注:以下要求按照自己的CUDA开发套件安装目录更改路径
在 [可执行文件] 中添加:
D:\Program Files\NVIDIA Corporation\NVIDIA GPU Computing SDK 4.2\C\common\bin
D:\Program Files\NVIDIA Corporation\NVIDIA GPU Computing SDK 4.2\C\bin\win32\Release
D:\Program Files\NVIDIA Corporation\NVIDIA GPU Computing SDK 4.2\C\bin\win32\Debug
D:\Program Files\NVIDIA Corporation\NVIDIA GPU Computing SDK 4.2\shared\bin\win32\Release
D:\Program Files\NVIDIA Corporation\NVIDIA GPU Computing SDK 4.2\shared\bin\win32\Debug
在 [包含文件] 中添加;
D:\Program Files\NVIDIA GPU Computing Toolkit\CUDA\v4.2\include
D:\Program Files\NVIDIA Corporation\NVIDIA GPU Computing SDK 4.2\CUDALibraries\common\inc
D:\Program Files\NVIDIA Corporation\NVIDIA GPU Computing SDK 4.2\C\common\inc
D:\Program Files\NVIDIA Corporation\NVIDIA GPU Computing SDK 4.2\shared\inc
在 [库文件] 中添加:
D:\Program Files\NVIDIA GPU Computing Toolkit\CUDA\v4.2\lib\Win32
D:\Program Files\NVIDIA Corporation\NVIDIA GPU Computing SDK 4.2\C\common\lib
D:\Program Files\NVIDIA Corporation\NVIDIA GPU Computing SDK 4.2\C\common\lib\Win32
D:\Program Files\NVIDIA Corporation\NVIDIA GPU Computing SDK 4.2\shared\lib\Win32
D:\Program Files\NVIDIA Corporation\NVIDIA GPU Computing SDK 4.2\CUDALibraries\common\lib
D:\Program Files\NVIDIA Corporation\NVIDIA GPU Computing SDK 4.2\CUDALibraries\common\lib\Win32
在 [源文件] 中添加;
D:\Program Files\NVIDIA GPU Computing Toolkit\CUDA\v4.2\src
D:\Program Files\NVIDIA Corporation\NVIDIA GPU Computing SDK 4.2\C\common\src
D:\Program Files\NVIDIA Corporation\NVIDIA GPU Computing SDK 4.2\shared\src
D:\Program Files\NVIDIA Corporation\NVIDIA GPU Computing SDK 4.2\CUDALibraries\common\src
选择 [VC++项目设置] ,在 [C/C++文件扩展名] 中添加 *.cu,在 [包括的扩展名] 中添加 .cuh。

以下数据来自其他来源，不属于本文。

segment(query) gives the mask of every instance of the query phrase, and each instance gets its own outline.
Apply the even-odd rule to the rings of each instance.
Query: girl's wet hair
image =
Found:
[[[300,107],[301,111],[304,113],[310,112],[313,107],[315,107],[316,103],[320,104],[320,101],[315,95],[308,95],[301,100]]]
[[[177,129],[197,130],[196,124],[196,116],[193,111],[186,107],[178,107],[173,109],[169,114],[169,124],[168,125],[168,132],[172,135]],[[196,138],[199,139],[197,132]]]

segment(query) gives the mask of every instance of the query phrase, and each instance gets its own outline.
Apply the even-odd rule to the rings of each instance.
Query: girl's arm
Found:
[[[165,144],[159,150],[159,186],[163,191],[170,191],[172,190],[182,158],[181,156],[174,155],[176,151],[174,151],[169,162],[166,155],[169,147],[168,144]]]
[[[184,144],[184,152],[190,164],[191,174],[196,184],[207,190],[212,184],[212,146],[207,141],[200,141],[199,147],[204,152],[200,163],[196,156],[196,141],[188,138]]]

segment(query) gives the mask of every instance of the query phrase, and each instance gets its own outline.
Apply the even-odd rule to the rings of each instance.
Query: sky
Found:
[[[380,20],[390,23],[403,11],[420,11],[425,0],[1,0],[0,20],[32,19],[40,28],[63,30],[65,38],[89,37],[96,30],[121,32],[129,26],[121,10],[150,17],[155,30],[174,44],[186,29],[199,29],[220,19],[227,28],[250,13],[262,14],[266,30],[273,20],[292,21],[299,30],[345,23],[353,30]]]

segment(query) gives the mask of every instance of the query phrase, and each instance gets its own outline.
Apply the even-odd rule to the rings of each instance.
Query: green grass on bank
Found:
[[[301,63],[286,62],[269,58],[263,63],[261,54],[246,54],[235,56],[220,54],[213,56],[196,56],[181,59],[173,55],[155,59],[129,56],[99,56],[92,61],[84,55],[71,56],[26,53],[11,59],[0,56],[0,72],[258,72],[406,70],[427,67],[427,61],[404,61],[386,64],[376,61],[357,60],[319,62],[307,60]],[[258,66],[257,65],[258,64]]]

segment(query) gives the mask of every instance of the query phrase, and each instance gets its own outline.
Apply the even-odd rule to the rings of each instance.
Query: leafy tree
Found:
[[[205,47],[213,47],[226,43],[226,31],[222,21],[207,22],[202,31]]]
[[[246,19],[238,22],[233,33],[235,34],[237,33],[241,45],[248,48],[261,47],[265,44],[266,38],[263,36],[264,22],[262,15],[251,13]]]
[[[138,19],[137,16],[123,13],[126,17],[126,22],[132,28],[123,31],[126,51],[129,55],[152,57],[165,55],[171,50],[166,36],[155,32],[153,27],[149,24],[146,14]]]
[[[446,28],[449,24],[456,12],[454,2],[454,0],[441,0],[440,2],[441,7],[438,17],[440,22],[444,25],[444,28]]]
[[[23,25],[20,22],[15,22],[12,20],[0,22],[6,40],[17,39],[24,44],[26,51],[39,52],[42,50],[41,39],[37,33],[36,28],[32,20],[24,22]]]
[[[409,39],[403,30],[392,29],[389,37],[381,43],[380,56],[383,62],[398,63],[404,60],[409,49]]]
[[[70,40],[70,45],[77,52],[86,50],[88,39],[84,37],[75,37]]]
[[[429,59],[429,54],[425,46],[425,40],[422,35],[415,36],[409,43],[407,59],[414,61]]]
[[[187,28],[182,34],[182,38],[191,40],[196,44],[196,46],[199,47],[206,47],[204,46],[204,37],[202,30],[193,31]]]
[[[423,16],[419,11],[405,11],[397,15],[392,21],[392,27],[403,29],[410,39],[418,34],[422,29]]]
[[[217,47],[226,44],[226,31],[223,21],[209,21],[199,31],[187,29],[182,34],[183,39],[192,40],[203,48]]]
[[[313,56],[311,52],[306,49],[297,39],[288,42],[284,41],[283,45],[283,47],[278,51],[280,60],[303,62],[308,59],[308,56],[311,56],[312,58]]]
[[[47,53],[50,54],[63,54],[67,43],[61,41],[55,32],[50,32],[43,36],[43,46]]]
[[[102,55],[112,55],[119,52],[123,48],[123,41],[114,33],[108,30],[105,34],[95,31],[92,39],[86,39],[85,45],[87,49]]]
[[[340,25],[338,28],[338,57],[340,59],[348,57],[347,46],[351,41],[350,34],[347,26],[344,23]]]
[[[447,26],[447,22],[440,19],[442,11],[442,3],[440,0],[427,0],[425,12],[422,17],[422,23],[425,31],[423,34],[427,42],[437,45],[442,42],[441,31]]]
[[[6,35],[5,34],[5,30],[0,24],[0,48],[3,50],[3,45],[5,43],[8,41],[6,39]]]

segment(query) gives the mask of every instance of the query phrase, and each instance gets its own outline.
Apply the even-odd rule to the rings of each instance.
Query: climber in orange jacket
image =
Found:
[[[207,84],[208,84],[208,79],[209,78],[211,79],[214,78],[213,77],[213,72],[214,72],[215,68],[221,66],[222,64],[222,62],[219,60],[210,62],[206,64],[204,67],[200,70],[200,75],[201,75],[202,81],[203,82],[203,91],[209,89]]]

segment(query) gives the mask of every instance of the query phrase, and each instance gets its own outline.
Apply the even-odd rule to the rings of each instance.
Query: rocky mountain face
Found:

选择 [文本编辑器] -> [文件扩展名],在编辑框中填入cu,在 [编辑器] 下来菜单中选择Microsoft Visual C++,点击添加。
此时运行 D:\Program Files\NVIDIA Corporation\NVIDIA GPU Computing SDK 4.2\SDK Browser\browser.exe,可以选择运行自带的演示例程。
例如选择Device Query,如果能够运行,则说明经过上述步骤,配置已完成。
否则将CUDA Toolkit的安装目录(D:\NVIDIA GPU Computing Toolkit\CUDA\v4.2\extra\visual_studio_intergration\rules)下的4个rules文件复制到 D:\Program Files\Microsoft Visual Studio 9.0\VC\VCProjectDefaults目录下。
cutil链接库是CUDA程序运行必需的库文件,但CUDA v4.2没有提供现成的,需要自己编译并得到。进入D:\Program Files\NVIDIA Corporation\NVIDIA GPU Computing SDK 4.2\C\common,找到cutil_vs2008.vcproj,打开,设置编译平台为Win32,然后分别编译Debug和Release版本就可以了。
创建一个win32控制台应用程序,选中 [附加选项] 中的空项目,创建完成。
右击项目名称,选择 [自定义项目规则],勾选 [CUDA Runtime API Build Rule(v4.2)]。
右击项目名称,选择 [属性],选择 [属性配置] -> [链接器] -> [常规],在 [附加库目录]中添加附加依赖项cudart.lib,cutil32D.lib等所在目录 $(CUDA_PATH)\lib\$(PlatformName);..\..\common\lib\$(PlatformName)。
在 [输入] -> [附加库依赖项] 中添加cudart.lib cutil32D.lib cuda.lib等。否则在编译时会出现类似"error LNK2019 无法解析的外部符号"的错误。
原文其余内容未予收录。